Regressing or Refocusing? Understanding Corporations' Decisions to Cut DEI Efforts
The killing of George Floyd by a police officer sparked what many have labeled as a social justice awakening in our country. This reckoning prompted brands and organizations to publicly declare their allegiance to ensuring marginalized communities had access to resources and support to create a more equitable society. From the Black squares on social media to show solidarity, to donations to support social justice causes, these companies openly acknowledged their part in perpetuating systemic racism and took a stance to make a difference.

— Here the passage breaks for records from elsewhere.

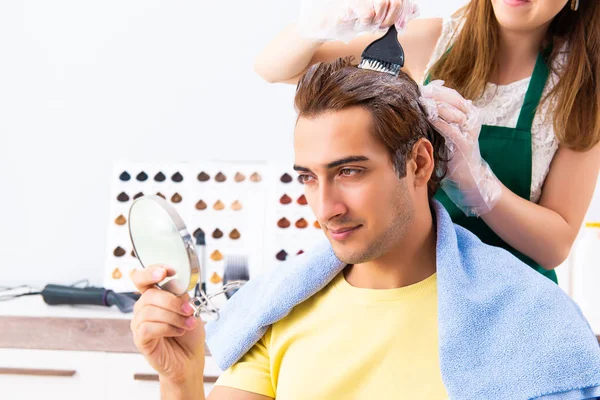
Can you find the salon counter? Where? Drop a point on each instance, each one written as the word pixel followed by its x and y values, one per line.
pixel 64 351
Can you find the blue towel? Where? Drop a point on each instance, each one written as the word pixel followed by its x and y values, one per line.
pixel 505 331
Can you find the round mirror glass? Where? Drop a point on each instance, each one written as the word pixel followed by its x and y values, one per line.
pixel 159 236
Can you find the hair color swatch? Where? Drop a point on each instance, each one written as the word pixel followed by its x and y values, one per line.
pixel 282 255
pixel 283 223
pixel 119 252
pixel 142 176
pixel 201 205
pixel 124 176
pixel 220 177
pixel 286 178
pixel 177 177
pixel 176 198
pixel 239 177
pixel 203 177
pixel 160 177
pixel 236 205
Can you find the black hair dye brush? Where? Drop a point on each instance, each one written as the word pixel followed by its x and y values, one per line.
pixel 385 54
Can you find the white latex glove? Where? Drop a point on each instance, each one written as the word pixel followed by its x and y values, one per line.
pixel 345 19
pixel 470 182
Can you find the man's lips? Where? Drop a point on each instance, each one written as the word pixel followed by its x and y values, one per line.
pixel 343 233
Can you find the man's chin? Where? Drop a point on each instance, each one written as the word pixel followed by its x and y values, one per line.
pixel 348 256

Unfortunately, that commitment didn’t last. Less than four years after very public statements about commitment to eradicate social injustices, that we’re seeing many Diversity, Equity and Inclusion positions that were created to help fill the gap are now being systematically eliminated. So, do companies no longer care about creating inclusive environments or was it just lip service to placate Black communities?

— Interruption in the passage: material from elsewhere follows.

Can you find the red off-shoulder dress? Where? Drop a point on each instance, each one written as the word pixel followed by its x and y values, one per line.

According to ABC News, DEI roles increased by 55% following the social justice movements of 2020 – 4 years later, those roles and initiatives continue to be cut. We know that businesses who are intentional about their DEI efforts are more innovative and their team members are more likely to be satisfied with their work. They’re also more likely to appeal to larger audience, which ultimately contributes to greater financial performance. Brands like, Ben & Jerry’s and Target have publicly supported Black businesses and issues impacting those communities through their partnerships and addressing issues and as a result, Black consumers have come to appreciate these companies and their commitment to racial issues.
That appreciation apparently has not been enough. Companies like Zoom, Snap, Meta, Tesla, DoorDash and Lyft are cutting back their DEI jobs, raising doubts about the sincerity of their commitment to advancing these initiatives in the workplace. Some organizations have cited cost-cutting measures, while others have cited their shifts in priorities, but one must question whether this change is due to the perception that addressing issues affecting Black communities is no longer seen as trendy or fashionable.
Critics politicize diversity, but inclusion isn't divisive—it's essential for workplace culture and brand loyalty. Neglecting DEI means disengaged employees and disillusioned consumers. It is this connection that contributes to brand loyalty, appreciation and ultimately, financial performance.
So, what will happen when more companies stop investing in their DEI efforts? Employees will feel less engaged, and consumers will be less inclined to patron businesses who don’t support issues important to them. This disconnect will have a devastating impact on workplace culture and overall business performance. Brands who are intentional about inclusion will continue to grow and those who don’t will scramble to keep up with consumer expectations.
As more organizations abandon their commitments to DEI initiatives, it’s one thing that’s clear to Black communities – these companies simply do not care about the issues impacting them. What these companies fail to consider is the buying power of Black millennials who is expected to reach $1.8 trillion by this year. These consumers are demanding more from the brands they patron and those demands don’t include walking back on commitments of support. Ultimately, no one is surprised that it is no longer convenient for organizations—it's simply the lack of regard for the Black community that is alarming.